My collages are born of love stories with archive documents. The overwhelming emotional tension felt as we plunge into Freud’s notebooks, the botanical illustrations of Pierre-Joseph Redouté, or Sartre and de Beauvoir’s correspondence, all of it is so titillating.
Archives lead us back to memories of the everyday, they gel the passage of people and cultures in time. It is incredibly moving. So many marvels are sleeping on the shelves; it stirs the desire to do something with them.
I mix my findings with handmade paper. I also use old cotton and linen clothes as well as plants in the process. The fibre is shredded, and then brought back to its original form before being made into paper. Reusing materials is an important part of my process. Paper, being replaced by the digital, has an ever-smaller place in our everyday life, but I love to think that it could go back to its first love. I would like it to be used as a noble material again, something reserved for important matters, like art!
Beauty is what I strive to illustrate, serendipity and nature with its infinite colours, and wacky ideas too, especially those weaving unexpected connections between us. I think that by pasting chunks of reality representing an ideal of the world, reminding people of its unity and of its wonders, maybe others will want to believe in this ideal world too. Maybe they will want to make the efforts to concretely tend towards this new vision and actually preserve it.

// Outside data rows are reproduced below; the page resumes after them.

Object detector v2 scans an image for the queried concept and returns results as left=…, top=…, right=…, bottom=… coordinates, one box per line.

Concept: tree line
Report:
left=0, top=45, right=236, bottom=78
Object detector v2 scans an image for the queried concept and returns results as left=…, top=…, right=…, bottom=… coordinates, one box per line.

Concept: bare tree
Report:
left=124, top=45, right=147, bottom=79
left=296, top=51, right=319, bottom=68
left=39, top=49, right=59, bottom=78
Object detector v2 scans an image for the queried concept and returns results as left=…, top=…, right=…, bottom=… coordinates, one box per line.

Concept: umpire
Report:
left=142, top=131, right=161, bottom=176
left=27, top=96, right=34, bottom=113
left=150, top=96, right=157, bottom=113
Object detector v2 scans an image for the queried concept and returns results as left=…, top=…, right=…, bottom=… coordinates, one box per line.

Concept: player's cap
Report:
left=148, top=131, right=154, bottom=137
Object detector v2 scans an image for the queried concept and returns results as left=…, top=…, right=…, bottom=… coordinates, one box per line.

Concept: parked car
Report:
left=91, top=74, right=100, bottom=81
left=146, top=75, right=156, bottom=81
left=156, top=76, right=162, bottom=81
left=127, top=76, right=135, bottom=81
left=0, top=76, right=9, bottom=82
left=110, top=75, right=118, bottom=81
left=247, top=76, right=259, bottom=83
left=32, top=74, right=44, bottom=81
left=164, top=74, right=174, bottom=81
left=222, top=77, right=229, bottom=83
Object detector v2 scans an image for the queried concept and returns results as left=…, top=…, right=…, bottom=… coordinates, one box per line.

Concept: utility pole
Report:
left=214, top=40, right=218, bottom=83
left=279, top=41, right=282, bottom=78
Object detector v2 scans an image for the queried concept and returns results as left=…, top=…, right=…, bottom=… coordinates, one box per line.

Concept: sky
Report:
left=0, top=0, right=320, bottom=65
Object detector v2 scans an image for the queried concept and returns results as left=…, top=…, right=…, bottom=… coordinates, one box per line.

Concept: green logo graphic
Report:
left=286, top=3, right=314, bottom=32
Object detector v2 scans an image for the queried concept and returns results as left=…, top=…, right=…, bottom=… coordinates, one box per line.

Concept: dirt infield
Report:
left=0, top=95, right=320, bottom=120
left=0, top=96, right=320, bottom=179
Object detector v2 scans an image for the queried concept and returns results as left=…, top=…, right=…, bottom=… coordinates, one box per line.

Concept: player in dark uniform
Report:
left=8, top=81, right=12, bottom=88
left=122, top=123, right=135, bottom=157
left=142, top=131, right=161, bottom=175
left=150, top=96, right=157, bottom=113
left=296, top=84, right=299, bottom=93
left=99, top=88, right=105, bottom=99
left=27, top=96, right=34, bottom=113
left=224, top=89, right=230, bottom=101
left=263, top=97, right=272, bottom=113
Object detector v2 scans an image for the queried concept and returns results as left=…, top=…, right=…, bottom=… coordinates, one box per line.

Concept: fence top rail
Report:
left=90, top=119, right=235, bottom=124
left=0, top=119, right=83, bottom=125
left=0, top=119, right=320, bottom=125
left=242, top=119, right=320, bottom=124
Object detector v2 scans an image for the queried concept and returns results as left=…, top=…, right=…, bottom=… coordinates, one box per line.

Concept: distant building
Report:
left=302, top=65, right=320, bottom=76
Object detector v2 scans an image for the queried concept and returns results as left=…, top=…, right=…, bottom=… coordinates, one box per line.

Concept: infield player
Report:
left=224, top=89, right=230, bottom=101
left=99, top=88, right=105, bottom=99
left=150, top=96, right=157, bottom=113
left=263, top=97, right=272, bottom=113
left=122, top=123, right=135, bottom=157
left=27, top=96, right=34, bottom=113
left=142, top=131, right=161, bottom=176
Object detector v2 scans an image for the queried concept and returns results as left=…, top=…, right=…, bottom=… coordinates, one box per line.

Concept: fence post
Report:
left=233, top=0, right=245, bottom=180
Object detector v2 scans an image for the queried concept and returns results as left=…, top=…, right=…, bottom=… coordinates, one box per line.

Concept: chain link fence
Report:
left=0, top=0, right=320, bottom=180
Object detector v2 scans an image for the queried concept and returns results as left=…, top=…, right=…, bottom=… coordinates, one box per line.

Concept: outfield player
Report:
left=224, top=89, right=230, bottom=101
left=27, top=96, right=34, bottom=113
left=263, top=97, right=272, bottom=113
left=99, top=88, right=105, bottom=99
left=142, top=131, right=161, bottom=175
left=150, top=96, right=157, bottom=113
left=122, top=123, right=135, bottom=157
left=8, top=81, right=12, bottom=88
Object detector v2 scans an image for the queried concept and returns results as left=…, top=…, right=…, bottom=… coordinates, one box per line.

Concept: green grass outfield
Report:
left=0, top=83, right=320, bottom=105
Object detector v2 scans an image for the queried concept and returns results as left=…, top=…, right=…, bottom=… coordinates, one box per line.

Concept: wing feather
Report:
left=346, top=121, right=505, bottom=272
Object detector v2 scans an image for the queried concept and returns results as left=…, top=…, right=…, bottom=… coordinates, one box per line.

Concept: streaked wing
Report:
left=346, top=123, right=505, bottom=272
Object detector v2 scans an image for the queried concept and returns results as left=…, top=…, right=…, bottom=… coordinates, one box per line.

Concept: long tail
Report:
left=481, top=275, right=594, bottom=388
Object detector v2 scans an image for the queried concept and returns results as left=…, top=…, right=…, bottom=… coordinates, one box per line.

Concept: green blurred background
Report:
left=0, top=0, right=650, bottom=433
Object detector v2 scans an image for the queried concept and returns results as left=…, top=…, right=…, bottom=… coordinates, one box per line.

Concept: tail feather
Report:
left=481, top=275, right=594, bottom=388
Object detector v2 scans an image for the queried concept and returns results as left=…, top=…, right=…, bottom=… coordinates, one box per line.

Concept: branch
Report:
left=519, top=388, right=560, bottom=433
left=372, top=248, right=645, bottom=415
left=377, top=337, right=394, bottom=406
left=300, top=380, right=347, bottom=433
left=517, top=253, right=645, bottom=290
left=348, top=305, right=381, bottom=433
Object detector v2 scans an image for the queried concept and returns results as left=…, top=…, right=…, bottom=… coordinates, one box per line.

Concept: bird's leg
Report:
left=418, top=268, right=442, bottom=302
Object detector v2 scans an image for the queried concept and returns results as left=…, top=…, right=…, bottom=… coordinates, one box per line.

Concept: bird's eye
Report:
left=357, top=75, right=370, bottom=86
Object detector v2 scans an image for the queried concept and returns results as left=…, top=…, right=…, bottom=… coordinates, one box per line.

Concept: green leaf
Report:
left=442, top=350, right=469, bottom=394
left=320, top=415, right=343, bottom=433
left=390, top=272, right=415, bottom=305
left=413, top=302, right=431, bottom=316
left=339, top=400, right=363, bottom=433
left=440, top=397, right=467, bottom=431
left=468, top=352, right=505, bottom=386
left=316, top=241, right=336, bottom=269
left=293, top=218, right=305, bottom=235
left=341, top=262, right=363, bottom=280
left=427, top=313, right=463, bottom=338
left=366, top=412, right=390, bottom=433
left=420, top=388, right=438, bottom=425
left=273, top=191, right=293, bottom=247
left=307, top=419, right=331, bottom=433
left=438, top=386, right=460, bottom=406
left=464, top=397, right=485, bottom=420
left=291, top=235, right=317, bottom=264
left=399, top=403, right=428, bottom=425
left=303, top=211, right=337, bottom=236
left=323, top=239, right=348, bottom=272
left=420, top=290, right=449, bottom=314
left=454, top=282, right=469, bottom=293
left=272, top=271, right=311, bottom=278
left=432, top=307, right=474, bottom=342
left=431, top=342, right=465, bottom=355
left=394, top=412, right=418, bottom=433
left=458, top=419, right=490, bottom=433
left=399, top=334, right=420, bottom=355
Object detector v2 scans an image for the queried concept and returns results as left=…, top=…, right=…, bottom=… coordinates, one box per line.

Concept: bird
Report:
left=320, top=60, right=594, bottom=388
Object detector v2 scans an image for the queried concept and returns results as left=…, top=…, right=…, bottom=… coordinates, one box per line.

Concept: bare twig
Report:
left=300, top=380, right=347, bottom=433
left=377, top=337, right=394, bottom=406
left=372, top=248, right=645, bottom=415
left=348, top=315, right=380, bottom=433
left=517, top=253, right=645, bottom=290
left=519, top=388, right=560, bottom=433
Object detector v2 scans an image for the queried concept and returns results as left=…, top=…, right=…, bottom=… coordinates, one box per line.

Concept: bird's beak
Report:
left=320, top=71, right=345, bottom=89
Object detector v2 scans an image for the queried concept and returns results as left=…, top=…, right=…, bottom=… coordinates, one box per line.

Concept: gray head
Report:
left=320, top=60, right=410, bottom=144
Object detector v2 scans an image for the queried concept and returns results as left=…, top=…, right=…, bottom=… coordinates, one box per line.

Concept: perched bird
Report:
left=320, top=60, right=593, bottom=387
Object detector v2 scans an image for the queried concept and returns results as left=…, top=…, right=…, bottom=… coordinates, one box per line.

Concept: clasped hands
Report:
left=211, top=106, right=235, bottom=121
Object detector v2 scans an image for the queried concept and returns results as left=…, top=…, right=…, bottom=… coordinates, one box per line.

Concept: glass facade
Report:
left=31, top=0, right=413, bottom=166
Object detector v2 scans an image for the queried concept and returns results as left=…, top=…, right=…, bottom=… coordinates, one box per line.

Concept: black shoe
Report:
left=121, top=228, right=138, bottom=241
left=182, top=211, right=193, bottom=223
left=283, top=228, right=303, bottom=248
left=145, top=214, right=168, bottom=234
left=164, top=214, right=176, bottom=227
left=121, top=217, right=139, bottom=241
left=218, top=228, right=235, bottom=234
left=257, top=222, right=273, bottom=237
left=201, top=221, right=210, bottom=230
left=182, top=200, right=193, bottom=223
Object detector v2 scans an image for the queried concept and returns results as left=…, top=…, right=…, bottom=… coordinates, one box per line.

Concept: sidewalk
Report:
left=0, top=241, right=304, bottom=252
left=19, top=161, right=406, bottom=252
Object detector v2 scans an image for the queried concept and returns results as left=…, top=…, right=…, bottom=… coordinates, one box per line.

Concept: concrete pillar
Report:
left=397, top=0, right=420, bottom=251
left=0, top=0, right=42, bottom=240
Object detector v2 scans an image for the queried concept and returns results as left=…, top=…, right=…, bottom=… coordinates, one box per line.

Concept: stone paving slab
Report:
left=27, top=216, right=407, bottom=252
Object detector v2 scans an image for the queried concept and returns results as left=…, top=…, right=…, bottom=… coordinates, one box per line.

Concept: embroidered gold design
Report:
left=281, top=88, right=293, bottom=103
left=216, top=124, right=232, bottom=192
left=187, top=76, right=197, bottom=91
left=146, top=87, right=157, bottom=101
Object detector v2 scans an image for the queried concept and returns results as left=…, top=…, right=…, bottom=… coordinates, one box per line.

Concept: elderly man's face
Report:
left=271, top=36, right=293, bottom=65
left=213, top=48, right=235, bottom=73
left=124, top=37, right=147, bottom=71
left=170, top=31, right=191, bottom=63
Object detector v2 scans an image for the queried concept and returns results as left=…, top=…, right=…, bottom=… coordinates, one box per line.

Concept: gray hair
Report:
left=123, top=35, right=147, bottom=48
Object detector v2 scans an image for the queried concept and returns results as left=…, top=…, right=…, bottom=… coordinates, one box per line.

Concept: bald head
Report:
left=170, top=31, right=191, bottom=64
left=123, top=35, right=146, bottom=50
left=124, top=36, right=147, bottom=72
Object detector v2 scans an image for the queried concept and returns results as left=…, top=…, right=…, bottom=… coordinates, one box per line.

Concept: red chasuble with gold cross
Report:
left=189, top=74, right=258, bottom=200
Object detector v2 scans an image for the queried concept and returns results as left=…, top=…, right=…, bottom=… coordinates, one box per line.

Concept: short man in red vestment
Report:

By mixing apparently estranged elements, be it by time, cultures, seasons, colours, etc., shocks are produced and more often than not, curious and fruitful esthetics appear. I feel a little victorious whenever something workable comes out of it. It proves that differences are no boundaries to cohabitation and that harmony can hatch in palettes where you don’t expect it.
Creation is an adventure, it is youth and freedom.